REAP AAOI : Les retrouvailles

Les membres du Comité de Pilotage du réseau de coopération régionale REAP AAOI se sont retrouvés avec enthousiasme du 21 au 23 septembre 2022 à Antsirabe (Madagascar) pour relancer sa dynamique après les années COVID et définir les grands axes des futurs projets de coopération du réseau.

Les participants à la réunion du COPIL Antsirabe 2022

Attendue depuis la fin de la levée des restrictions de déplacement liées à la crise sanitaire de la COVID, cette première réunion en présentiel, co organisée par l’EPN de Coconi à Mayotte et l’EPLEFPA FORMA’TERRA à La Réunion avec l’appui financier des fonds européens INTERREG du Conseil Départementale de Mayotte et de la Région Réunion, a permis de définir les grands axes des futurs programmes de coopération régionale pour les prochaines années.

A noter que pour des raisons financières et logistiques, seuls les membres francophones du COPIL ont participé à cette première réunion en présentiel, l’objectif étant de relancer la dynamique du réseau et mettre en place de nouveaux projets dès 2023.

L’animateur du réseau géographique de l’enseignement agricole français pour la zone Afrique Australe Océan Indien, Didier Ramay, avec la collaboration de la chargée de mission coopération internationale du lycée de Coconi, Cécile Morelli, ont préparé et animé les 3 journées qui ont réuni des représentants des établissements des Seychelles, de Madagascar, Maurice, Mayotte et de la Réunion.

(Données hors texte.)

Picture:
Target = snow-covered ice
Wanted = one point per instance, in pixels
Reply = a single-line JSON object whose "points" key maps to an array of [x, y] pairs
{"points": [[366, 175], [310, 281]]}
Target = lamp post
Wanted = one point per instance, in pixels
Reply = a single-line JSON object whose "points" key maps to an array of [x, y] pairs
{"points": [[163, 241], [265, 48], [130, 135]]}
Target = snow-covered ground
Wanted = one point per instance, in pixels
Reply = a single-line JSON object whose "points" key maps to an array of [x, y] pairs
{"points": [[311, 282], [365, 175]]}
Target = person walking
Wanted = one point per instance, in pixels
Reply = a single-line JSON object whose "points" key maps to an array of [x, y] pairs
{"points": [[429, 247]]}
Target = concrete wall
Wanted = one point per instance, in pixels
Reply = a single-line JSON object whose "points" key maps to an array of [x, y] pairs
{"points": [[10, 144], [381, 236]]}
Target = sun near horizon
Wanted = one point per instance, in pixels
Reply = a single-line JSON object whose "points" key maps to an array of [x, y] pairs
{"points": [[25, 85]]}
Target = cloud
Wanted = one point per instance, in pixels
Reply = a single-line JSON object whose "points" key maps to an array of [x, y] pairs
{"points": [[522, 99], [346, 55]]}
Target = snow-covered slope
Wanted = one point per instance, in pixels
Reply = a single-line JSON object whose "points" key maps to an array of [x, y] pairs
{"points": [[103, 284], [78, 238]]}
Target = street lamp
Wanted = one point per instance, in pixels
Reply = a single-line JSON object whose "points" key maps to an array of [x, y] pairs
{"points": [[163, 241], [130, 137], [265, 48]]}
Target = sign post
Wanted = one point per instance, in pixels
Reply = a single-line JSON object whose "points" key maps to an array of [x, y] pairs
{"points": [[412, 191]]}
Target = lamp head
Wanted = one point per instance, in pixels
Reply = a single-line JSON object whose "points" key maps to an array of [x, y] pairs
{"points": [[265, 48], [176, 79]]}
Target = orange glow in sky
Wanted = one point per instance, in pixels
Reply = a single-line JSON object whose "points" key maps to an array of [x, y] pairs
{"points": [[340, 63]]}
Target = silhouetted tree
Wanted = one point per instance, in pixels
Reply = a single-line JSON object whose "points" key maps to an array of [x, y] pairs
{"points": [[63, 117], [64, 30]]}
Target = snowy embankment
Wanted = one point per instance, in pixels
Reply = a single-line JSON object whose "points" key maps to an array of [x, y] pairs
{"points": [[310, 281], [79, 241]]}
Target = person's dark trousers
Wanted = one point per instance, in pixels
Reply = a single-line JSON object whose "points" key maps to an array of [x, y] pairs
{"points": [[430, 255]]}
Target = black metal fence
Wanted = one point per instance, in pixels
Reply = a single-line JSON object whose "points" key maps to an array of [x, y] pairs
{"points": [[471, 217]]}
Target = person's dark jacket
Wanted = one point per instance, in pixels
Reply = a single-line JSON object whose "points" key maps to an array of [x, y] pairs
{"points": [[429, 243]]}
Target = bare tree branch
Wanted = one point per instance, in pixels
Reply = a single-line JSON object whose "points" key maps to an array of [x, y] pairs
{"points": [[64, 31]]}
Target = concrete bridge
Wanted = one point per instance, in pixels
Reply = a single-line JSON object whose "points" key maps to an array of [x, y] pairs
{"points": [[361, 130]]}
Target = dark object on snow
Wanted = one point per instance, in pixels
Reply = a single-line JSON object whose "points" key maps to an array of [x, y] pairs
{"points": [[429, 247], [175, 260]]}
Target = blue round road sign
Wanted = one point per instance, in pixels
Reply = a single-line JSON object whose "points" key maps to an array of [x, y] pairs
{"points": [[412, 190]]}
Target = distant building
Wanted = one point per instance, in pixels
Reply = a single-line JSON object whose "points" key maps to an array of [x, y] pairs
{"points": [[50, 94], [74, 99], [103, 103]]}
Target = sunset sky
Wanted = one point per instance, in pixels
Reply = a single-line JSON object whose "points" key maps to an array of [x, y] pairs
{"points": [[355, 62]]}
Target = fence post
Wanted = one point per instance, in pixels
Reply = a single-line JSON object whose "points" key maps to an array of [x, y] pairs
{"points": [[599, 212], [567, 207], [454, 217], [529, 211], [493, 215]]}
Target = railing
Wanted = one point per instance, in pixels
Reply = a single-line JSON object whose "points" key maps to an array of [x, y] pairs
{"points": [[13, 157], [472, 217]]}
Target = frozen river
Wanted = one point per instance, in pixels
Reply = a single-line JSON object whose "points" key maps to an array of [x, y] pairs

Visites de terrain : l’exploitation du CAFPA et de la ferme école de Tombotsoa – Antsirabe

Visites de terrain : les expérimentations agroécologiques  du CEFFEL Antsirabe

Séance en ateliers de travail au CAFPA

Les échanges : l’ADN du réseau

Les ateliers de travail et les visites de terrain dans 3 établissements REAP AAOI d’Antsirabe (CAFPA, Ferme Ecole Tombotsoa et CEFFEL) ont permis de retrouver les relations amicales qui caractérisent le réseau REAP AAOI et de conforter les valeurs de solidarité, mutualisation et partage définies dans le 1er article du MoU du réseau.

Le partage des expertises pédagogiques (écriture de référentiels de formation, apprendre à produire autrement), l’appui à la formation des formateurs techniques, l’échange de bonnes pratiques dans le domaine de la gestion et l’animation des établissements, des centres de documentations ou des exploitations agricoles, la mutualisation des champs d’expérimentations, de recherche et de développement sont autant de thèmes chers aux membres du réseau et pouvant donner lieu à des projets de coopération.

Les mobilités comme résultat concret

Chacun a rappelé aussi l’intérêt de travailler en réseau pour favoriser les mobilités entrantes et sortantes, individuelles ou collectives dans de bonnes conditions .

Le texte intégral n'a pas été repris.